Change files
Posted on
When you create a new Pijul repository, a .pijul
folder is created with two
subfolders: "change" and "pristine".
-
“change” appears to be organized much like Git’s “objects” folder in that the
changes are referenced by a hash. A hash like
U6TQX5Z2NF6GX3SRLUBQGCZ7WAXNYMWWZ2YMADUSG4EWVKNV2BIAC is stored in the file:
.pijul/change/U6/TQX5Z2NF6GX3SRLUBQGCZ7WAXNYMWWZ2YMADUSG4EWVKNV2BIAC.change
. - “pristine” contains only… a “db” file?
We’ll forget about the “pristine” folder for now and get back to that later.
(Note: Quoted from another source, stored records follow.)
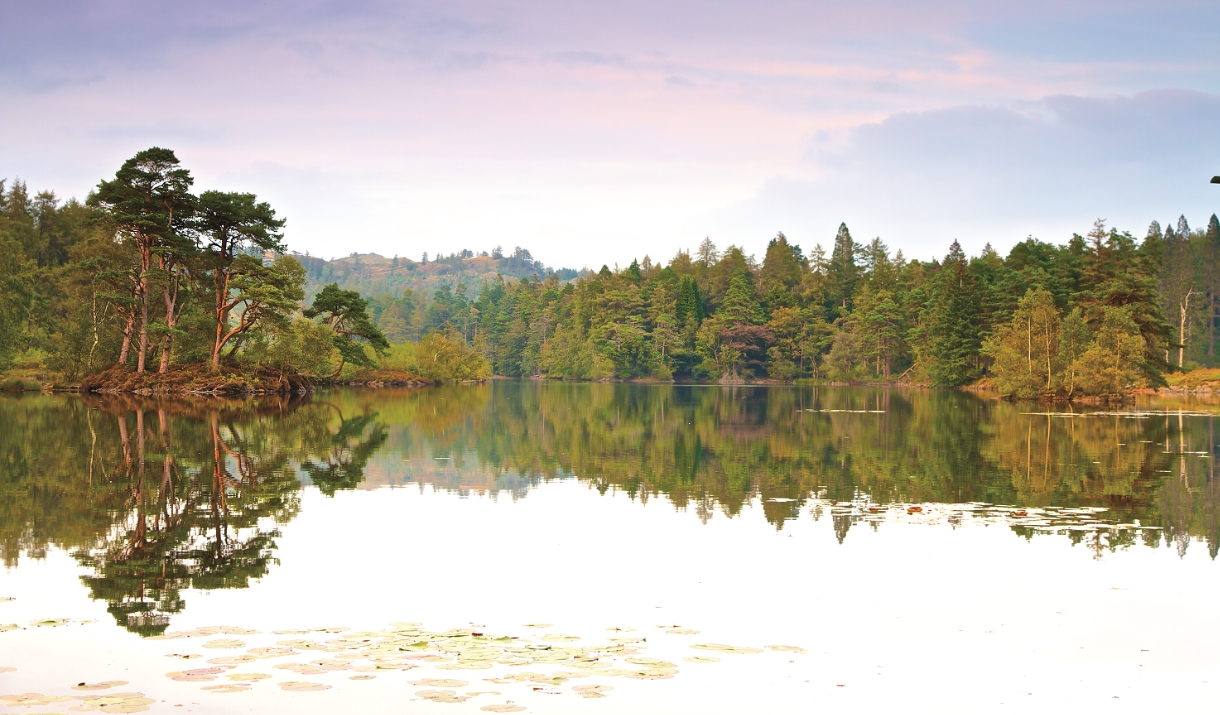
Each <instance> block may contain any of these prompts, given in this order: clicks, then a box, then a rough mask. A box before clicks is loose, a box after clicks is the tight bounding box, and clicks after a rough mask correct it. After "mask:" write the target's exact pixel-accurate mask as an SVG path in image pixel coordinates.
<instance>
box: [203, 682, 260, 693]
mask: <svg viewBox="0 0 1220 715" xmlns="http://www.w3.org/2000/svg"><path fill="white" fill-rule="evenodd" d="M203 689H205V691H210V692H212V693H244V692H245V691H249V689H250V686H243V684H238V683H226V684H223V686H204V688H203Z"/></svg>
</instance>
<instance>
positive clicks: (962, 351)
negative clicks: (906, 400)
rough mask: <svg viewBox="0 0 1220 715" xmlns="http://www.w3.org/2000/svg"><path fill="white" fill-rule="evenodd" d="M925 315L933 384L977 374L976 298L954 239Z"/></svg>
mask: <svg viewBox="0 0 1220 715" xmlns="http://www.w3.org/2000/svg"><path fill="white" fill-rule="evenodd" d="M930 303H931V314H930V316H928V321H927V322H928V325H927V333H928V355H930V356H931V359H932V364H931V365H930V366H927V370H928V376H930V377H931V378H932V384H936V386H947V387H949V386H959V384H966V383H967V382H970V381H972V379H975V378H976V377H977V373H978V370H977V357H978V350H980V337H978V325H977V315H978V307H977V306H978V300H977V296H976V295H975V282H974V278H972V277H971V276H970V268H969V265H967V264H966V254H965V253H963V250H961V245H960V244H959V243H958V242H956V240H954V242H953V245H952V246H949V255H947V256H946V257H944V264H943V265H942V266H941V271H939V273H938V275H937V283H936V288H935V289H933V293H932V300H931V301H930Z"/></svg>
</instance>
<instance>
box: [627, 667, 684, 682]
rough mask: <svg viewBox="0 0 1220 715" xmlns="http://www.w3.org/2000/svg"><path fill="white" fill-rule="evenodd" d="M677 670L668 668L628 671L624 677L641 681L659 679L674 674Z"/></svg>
mask: <svg viewBox="0 0 1220 715" xmlns="http://www.w3.org/2000/svg"><path fill="white" fill-rule="evenodd" d="M677 674H678V671H676V670H670V669H645V670H636V671H632V672H628V674H627V676H626V677H630V678H636V680H642V681H661V680H669V678H671V677H673V676H676V675H677Z"/></svg>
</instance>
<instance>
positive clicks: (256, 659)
mask: <svg viewBox="0 0 1220 715" xmlns="http://www.w3.org/2000/svg"><path fill="white" fill-rule="evenodd" d="M255 660H259V659H257V658H255V656H253V655H222V656H220V658H209V659H207V663H211V664H212V665H242V664H244V663H254V661H255Z"/></svg>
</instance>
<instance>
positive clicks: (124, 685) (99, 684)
mask: <svg viewBox="0 0 1220 715" xmlns="http://www.w3.org/2000/svg"><path fill="white" fill-rule="evenodd" d="M126 684H127V681H102V682H100V683H77V684H74V686H70V687H71V688H72V689H73V691H105V689H109V688H115V687H118V686H126Z"/></svg>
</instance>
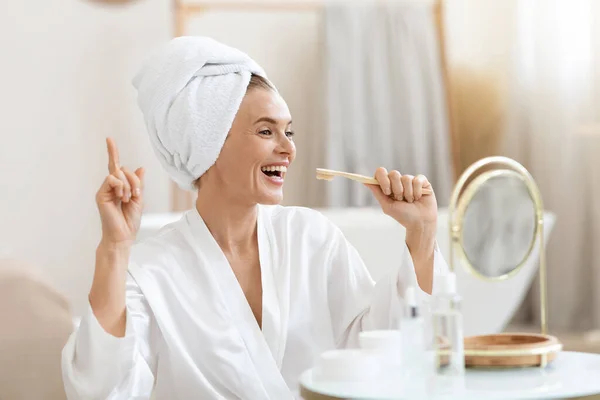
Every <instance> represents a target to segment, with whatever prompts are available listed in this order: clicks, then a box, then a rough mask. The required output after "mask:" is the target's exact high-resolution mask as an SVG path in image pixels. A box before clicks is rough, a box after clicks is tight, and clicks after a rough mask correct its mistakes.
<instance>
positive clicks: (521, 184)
mask: <svg viewBox="0 0 600 400" xmlns="http://www.w3.org/2000/svg"><path fill="white" fill-rule="evenodd" d="M457 214H458V215H459V219H461V220H462V227H461V236H460V245H461V246H460V247H461V248H462V250H463V252H464V258H465V259H466V261H467V262H466V267H467V268H470V269H472V272H473V273H474V274H476V275H478V276H479V277H482V278H487V279H498V280H500V279H506V278H508V277H510V275H511V274H515V273H517V272H518V271H519V269H520V268H521V267H522V266H523V265H524V264H525V262H526V261H527V260H528V258H529V256H530V253H531V251H532V250H533V248H534V245H535V242H536V234H537V232H536V230H537V222H536V220H537V214H536V207H535V202H534V198H533V195H532V193H531V192H530V191H529V189H528V187H527V184H526V182H525V181H524V179H523V178H522V176H520V175H519V174H517V173H516V172H514V171H510V170H493V171H488V172H484V173H482V174H481V175H479V176H477V177H476V178H475V179H473V180H472V181H471V182H470V183H469V184H468V186H467V187H466V189H465V191H464V192H463V193H462V195H461V196H460V198H459V200H458V210H457Z"/></svg>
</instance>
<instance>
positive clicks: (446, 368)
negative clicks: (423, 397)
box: [432, 272, 465, 393]
mask: <svg viewBox="0 0 600 400" xmlns="http://www.w3.org/2000/svg"><path fill="white" fill-rule="evenodd" d="M436 279H437V291H436V292H437V293H436V294H435V295H434V298H433V305H432V306H433V307H432V318H433V321H432V323H433V347H434V356H435V360H434V378H435V381H436V382H435V385H434V386H435V390H436V391H438V390H441V391H442V392H445V391H446V390H450V391H451V392H452V393H457V389H460V388H464V375H465V352H464V338H463V336H464V335H463V318H462V312H461V298H460V296H459V295H458V294H457V293H456V275H454V273H451V272H450V273H448V274H446V275H440V276H437V277H436Z"/></svg>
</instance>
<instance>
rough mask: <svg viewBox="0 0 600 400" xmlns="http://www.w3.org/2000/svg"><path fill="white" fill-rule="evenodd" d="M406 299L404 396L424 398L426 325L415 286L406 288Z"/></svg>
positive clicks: (404, 367) (401, 333)
mask: <svg viewBox="0 0 600 400" xmlns="http://www.w3.org/2000/svg"><path fill="white" fill-rule="evenodd" d="M404 301H405V308H404V315H403V317H402V319H401V322H400V332H401V340H402V351H401V354H402V371H403V374H402V375H403V379H402V381H403V392H404V394H405V395H404V396H403V397H404V398H406V399H410V400H413V399H415V400H416V399H423V398H424V397H425V394H426V381H427V370H426V365H427V363H426V348H425V326H424V321H423V317H422V316H421V310H420V308H419V306H418V304H417V296H416V292H415V288H414V287H409V288H407V289H406V292H405V295H404Z"/></svg>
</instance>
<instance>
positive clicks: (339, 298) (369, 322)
mask: <svg viewBox="0 0 600 400" xmlns="http://www.w3.org/2000/svg"><path fill="white" fill-rule="evenodd" d="M336 236H337V237H336V238H335V239H334V240H333V241H332V243H333V245H332V247H331V253H330V261H329V268H330V270H329V279H328V302H329V309H330V314H331V318H332V327H333V333H334V337H335V341H336V346H337V347H338V348H344V347H358V346H359V342H358V335H359V333H360V332H361V331H366V330H375V329H398V328H400V329H401V326H400V321H401V317H402V315H403V312H404V300H403V298H404V292H405V290H406V288H407V287H409V286H412V287H414V288H415V289H416V292H417V296H418V301H419V306H420V307H421V315H422V316H423V318H424V320H425V329H426V333H427V331H430V329H431V322H430V319H431V318H430V315H431V298H432V296H431V295H429V294H428V293H426V292H424V291H423V290H422V289H421V288H420V287H419V284H418V282H417V275H416V273H415V268H414V264H413V260H412V257H411V255H410V252H409V250H408V246H407V245H406V243H405V242H402V243H398V247H397V249H396V252H397V253H396V254H397V256H396V257H394V258H393V259H390V260H389V263H390V266H389V269H388V271H387V273H386V274H385V275H384V276H383V277H382V278H381V279H379V280H378V281H377V282H374V281H373V279H372V278H371V275H370V274H369V271H368V270H367V268H366V266H365V264H364V262H363V260H362V259H361V257H360V255H359V254H358V251H357V250H356V249H355V248H354V247H353V246H352V244H350V243H349V242H348V241H347V240H346V238H344V237H343V235H342V234H341V233H338V234H337V235H336ZM390 253H391V252H390ZM433 268H434V276H433V289H432V293H435V292H436V277H437V276H439V275H440V274H443V273H446V272H447V271H448V266H447V264H446V262H445V261H444V258H443V256H442V254H441V252H440V250H439V247H438V246H437V243H436V246H435V250H434V265H433Z"/></svg>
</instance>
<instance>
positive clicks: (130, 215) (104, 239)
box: [96, 138, 144, 246]
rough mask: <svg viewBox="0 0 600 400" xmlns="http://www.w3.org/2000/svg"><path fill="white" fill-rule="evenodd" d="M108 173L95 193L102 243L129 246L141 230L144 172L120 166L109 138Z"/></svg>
mask: <svg viewBox="0 0 600 400" xmlns="http://www.w3.org/2000/svg"><path fill="white" fill-rule="evenodd" d="M106 146H107V149H108V173H109V175H108V176H107V177H106V179H104V182H103V183H102V186H101V187H100V189H99V190H98V193H97V194H96V204H97V205H98V211H99V212H100V219H101V222H102V242H103V243H105V244H108V245H118V246H121V245H125V246H131V245H132V244H133V242H134V241H135V238H136V235H137V232H138V230H139V228H140V221H141V218H142V210H143V190H144V187H143V186H144V185H143V184H144V170H143V169H142V168H138V169H136V170H135V172H131V171H130V170H128V169H127V168H125V167H122V166H121V165H120V164H119V151H118V150H117V145H116V144H115V142H114V140H113V139H112V138H107V139H106Z"/></svg>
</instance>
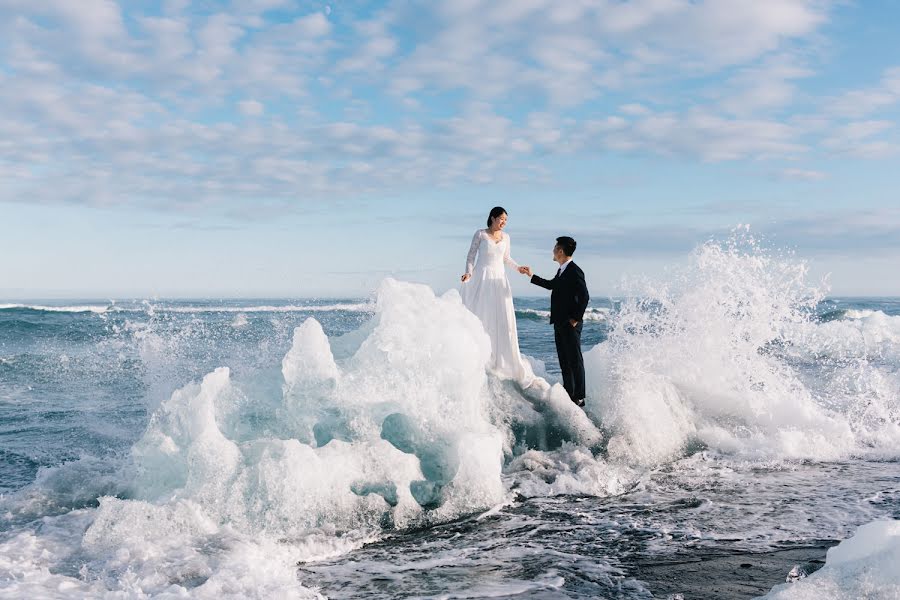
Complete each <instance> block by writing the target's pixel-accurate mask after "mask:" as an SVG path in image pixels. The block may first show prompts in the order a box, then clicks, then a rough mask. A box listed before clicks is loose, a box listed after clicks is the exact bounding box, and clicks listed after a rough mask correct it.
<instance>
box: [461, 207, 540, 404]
mask: <svg viewBox="0 0 900 600" xmlns="http://www.w3.org/2000/svg"><path fill="white" fill-rule="evenodd" d="M506 220H507V215H506V210H505V209H504V208H503V207H501V206H496V207H494V208H493V209H491V213H490V215H489V216H488V221H487V229H479V230H478V231H476V232H475V236H474V237H473V238H472V245H471V247H470V248H469V255H468V256H467V257H466V273H465V275H463V276H462V282H463V285H462V290H461V292H460V295H461V296H462V301H463V304H465V306H466V308H468V309H469V310H470V311H472V312H473V313H474V314H475V315H476V316H477V317H478V318H479V319H481V323H482V325H483V326H484V329H485V331H486V332H487V334H488V337H490V338H491V365H490V367H491V370H493V371H494V372H496V373H497V374H498V375H500V376H502V377H508V378H510V379H514V380H515V381H517V382H519V383H520V385H522V386H523V387H528V386H529V385H530V384H531V383H532V381H533V379H534V374H533V373H532V371H531V368H530V365H528V363H527V362H526V361H525V360H524V359H523V358H522V355H521V354H519V335H518V332H517V331H516V313H515V309H514V308H513V302H512V289H511V288H510V286H509V280H508V279H507V278H506V271H505V269H504V267H505V266H506V265H509V266H510V267H512V268H514V269H517V270H518V271H519V273H523V274H524V273H526V271H527V267H520V266H519V265H518V264H517V263H516V261H514V260H513V259H512V258H511V257H510V255H509V235H507V234H506V233H505V232H504V231H503V228H504V227H506ZM476 256H477V259H476Z"/></svg>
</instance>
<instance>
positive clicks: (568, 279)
mask: <svg viewBox="0 0 900 600" xmlns="http://www.w3.org/2000/svg"><path fill="white" fill-rule="evenodd" d="M531 283H533V284H534V285H537V286H540V287H542V288H544V289H547V290H550V322H551V323H557V324H560V325H561V324H563V323H568V322H569V319H574V320H576V321H581V320H582V319H584V311H585V309H587V303H588V300H590V299H591V297H590V295H588V291H587V284H586V283H585V282H584V271H582V270H581V267H579V266H578V265H576V264H575V263H574V262H571V263H569V266H568V267H566V270H565V271H563V272H562V275H560V276H559V277H554V278H553V279H549V280H548V279H542V278H540V277H538V276H537V275H532V277H531Z"/></svg>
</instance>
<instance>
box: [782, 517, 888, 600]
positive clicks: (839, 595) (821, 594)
mask: <svg viewBox="0 0 900 600" xmlns="http://www.w3.org/2000/svg"><path fill="white" fill-rule="evenodd" d="M765 597H766V598H768V599H770V600H819V599H821V598H829V599H832V600H857V599H859V598H867V599H869V600H896V599H897V598H900V521H896V520H895V521H875V522H872V523H868V524H866V525H863V526H861V527H859V528H858V529H857V530H856V533H855V534H854V535H853V537H851V538H850V539H848V540H844V541H843V542H841V543H840V544H838V545H837V546H835V547H833V548H831V549H829V550H828V554H827V556H826V562H825V566H824V567H822V568H821V569H819V570H818V571H816V572H815V573H813V574H812V575H810V576H809V577H806V578H804V579H800V580H799V581H796V582H793V583H787V584H782V585H778V586H776V587H774V588H772V591H771V592H769V594H768V595H766V596H765Z"/></svg>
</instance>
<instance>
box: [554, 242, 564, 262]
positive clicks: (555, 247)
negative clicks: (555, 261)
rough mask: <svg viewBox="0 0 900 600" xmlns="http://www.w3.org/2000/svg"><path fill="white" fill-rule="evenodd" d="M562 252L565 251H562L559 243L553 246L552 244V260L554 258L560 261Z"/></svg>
mask: <svg viewBox="0 0 900 600" xmlns="http://www.w3.org/2000/svg"><path fill="white" fill-rule="evenodd" d="M564 254H565V253H564V252H563V251H562V248H561V247H560V245H559V244H556V245H555V246H553V260H555V261H556V262H560V261H561V260H562V258H563V256H564Z"/></svg>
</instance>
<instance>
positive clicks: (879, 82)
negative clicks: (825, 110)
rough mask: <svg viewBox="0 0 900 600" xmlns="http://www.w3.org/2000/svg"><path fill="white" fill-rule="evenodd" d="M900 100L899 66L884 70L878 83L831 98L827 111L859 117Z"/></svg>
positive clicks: (844, 116) (875, 111)
mask: <svg viewBox="0 0 900 600" xmlns="http://www.w3.org/2000/svg"><path fill="white" fill-rule="evenodd" d="M898 102H900V67H891V68H889V69H886V70H885V71H884V74H883V75H882V77H881V81H880V82H879V83H878V85H876V86H874V87H871V88H868V89H863V90H852V91H849V92H846V93H844V94H842V95H840V96H837V97H835V98H832V99H831V100H830V101H829V102H828V105H827V108H828V111H829V112H830V113H831V114H833V115H837V116H840V117H849V118H861V117H865V116H868V115H870V114H872V113H874V112H877V111H879V110H882V109H885V108H888V107H891V106H894V105H895V104H897V103H898Z"/></svg>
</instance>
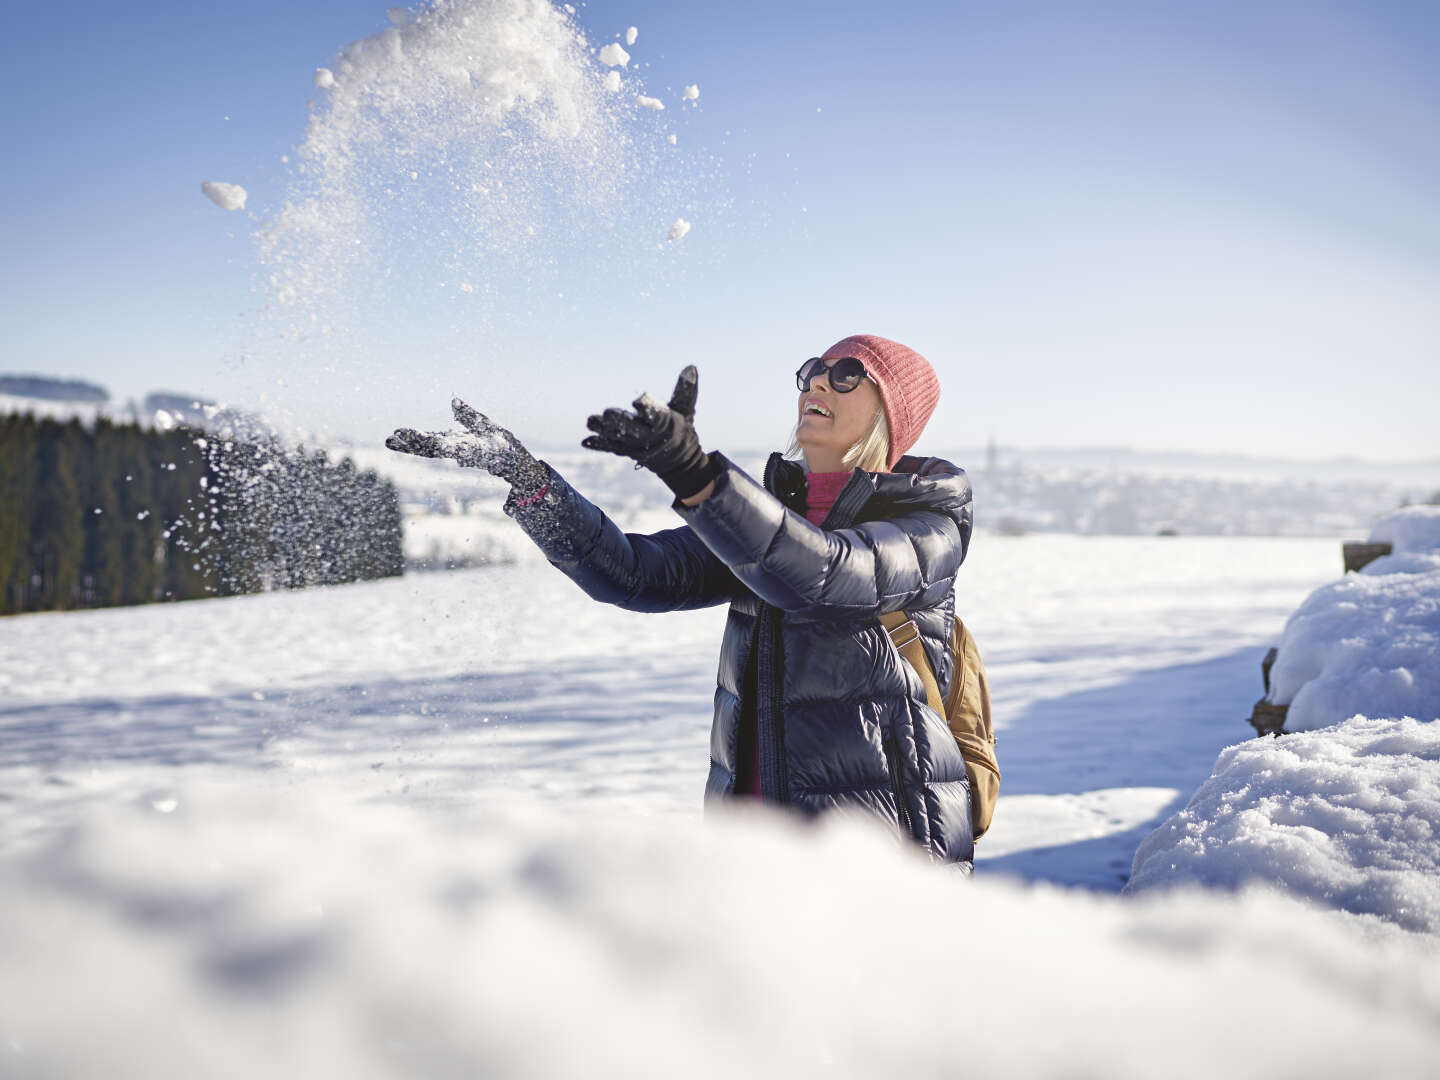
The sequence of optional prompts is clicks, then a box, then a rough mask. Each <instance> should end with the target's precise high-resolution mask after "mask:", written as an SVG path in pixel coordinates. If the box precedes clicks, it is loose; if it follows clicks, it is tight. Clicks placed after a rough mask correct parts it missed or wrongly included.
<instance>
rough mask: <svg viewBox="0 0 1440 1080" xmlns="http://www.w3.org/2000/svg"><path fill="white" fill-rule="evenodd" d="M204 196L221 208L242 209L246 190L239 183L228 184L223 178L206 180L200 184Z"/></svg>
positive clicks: (233, 209) (238, 209)
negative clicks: (214, 179)
mask: <svg viewBox="0 0 1440 1080" xmlns="http://www.w3.org/2000/svg"><path fill="white" fill-rule="evenodd" d="M200 190H202V192H203V193H204V197H206V199H209V200H210V202H212V203H215V204H216V206H219V207H220V209H222V210H243V209H245V197H246V192H245V189H243V187H240V186H239V184H228V183H225V181H223V180H206V181H204V183H203V184H200Z"/></svg>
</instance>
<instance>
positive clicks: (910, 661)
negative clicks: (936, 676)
mask: <svg viewBox="0 0 1440 1080" xmlns="http://www.w3.org/2000/svg"><path fill="white" fill-rule="evenodd" d="M880 625H881V626H884V628H886V634H888V635H890V641H893V642H894V647H896V648H897V649H899V651H900V655H901V657H904V658H906V660H907V661H909V664H910V667H913V668H914V670H916V674H917V675H920V681H922V683H924V696H926V698H927V700H929V703H930V708H933V710H935V711H936V714H937V716H939V717H940V719H942V720H943V719H945V717H946V708H945V706H946V701H945V698H943V697H940V684H939V683H937V681H936V678H935V670H933V668H932V667H930V658H929V657H927V655H924V645H922V644H920V628H919V626H916V625H914V619H912V618H910V616H909V615H906V613H904V612H903V611H891V612H886V613H884V615H881V616H880Z"/></svg>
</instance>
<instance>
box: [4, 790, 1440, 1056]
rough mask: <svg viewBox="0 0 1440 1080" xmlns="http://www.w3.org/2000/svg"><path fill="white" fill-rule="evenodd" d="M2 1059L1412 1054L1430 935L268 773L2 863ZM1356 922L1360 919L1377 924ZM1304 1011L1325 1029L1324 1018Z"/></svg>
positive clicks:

In this write-up we’ll focus on the structure of change files.
Structure of a .change file
The overall format of a .change
file is something like this:
┌────────────────┐
│ offsets │ fixed 56 bytes
├┄┄┄┄┄┄┄┄┄┄┄┄┄┄┄┄┤
│ hashed parts │ = zstd_compress(bincode(hashed))
├┄┄┄┄┄┄┄┄┄┄┄┄┄┄┄┄┤
│ unhashed parts │ = zstd_compress(bincode(unhashed | [])) - may be zero
├┄┄┄┄┄┄┄┄┄┄┄┄┄┄┄┄┤
│ contents │ = zstd_compress(contents)
└────────────────┘
The first part contains information about offsets into the rest of the file. The remaining three segments: hashed, unhashed, and contents are all compressed with a seekable variant of. https://github.com/facebook/zstd/tree/dev/contrib/seekable_format We will refer to this as zstdseek
The offsets section also provides the uncompressed sizes of the three compressed segments. This allows allocating sufficient buffer space for zstd to decompress a segment into.
Offsets
The offsets “header” section of a change file can be represented as the following struct:
#include <stdint.h>
struct offsets {
uint64_t version;
uint64_t hashed_len; /* length of the hashed contents */
uint64_t unhashed_off;
uint64_t unhashed_len; /* length of unhashed contents */
uint64_t contents_off;
uint64_t contents_len;
uint64_t total;
}
With seven components each eight bytes in size we get: 56 bytes. But how are they actually written to the file? The answer is: bincode.
Bincode
An interesting feature of Pijul is that everything that’s serialized to disk is serialized with bincodehttps://github.com/bincode-org/bincode. What’s interesting about bincode is that it appears to be Rust-only. The specification is a Markdown document in the source code repo.
Reading the specification it appears to focus on cutting as much fluff as possible and just produce and consume byte streams. This means a struct with seven u64 members has no other information than the values of those seven members, one after the other.
The primary thing to keep in mind is that values must be encoded and decode in little-endian byte order.
All the segments of a change file are bincode-encoded except the contents section which is already just an array of bytes.
Hashed
The hashed contents is the most structured part of a change file. In a similar vein as Git, it gathers all the bits that should be hashed. This includes:
-
A “version” field - currently always the value
6
(u64) - A change header struct (more on that later)
- A list of dependencies, just the hashes
- Another list of hashes - extra known “context” changes (assists with recovery from deleted contexts)
- The hash of the contents
Notably the contents themselves are not in the hashed structure, only the hash of the contents.
In C, the hashed structure looks something like this:
struct hashed {
uint64_t version;
struct change_header header;
struct hash *dependencies; /* Vec<Hash> */
struct hash *extra_known; /* extra known "context" changes (recovery from deleted contexts) */
uint8_t *metadata; /* space for application-specific data */
?? changes; /* Vec<Hunk>, "Hunk" being a generic argument */
hash contents_hash; /* hash of the contents */
}
Computing the hash happens on the bincode-encoded form of the hashed struct, something like this: hash = blake3(bincode(hashed))
Unhashed
I haven’t looked into the unhashed segment yet, but supposedly it’s for putting stuff associated with a change that you don’t want hashed.
Contents
Just an array of bytes by the looks of it, I have yet to figure out what it actually holds.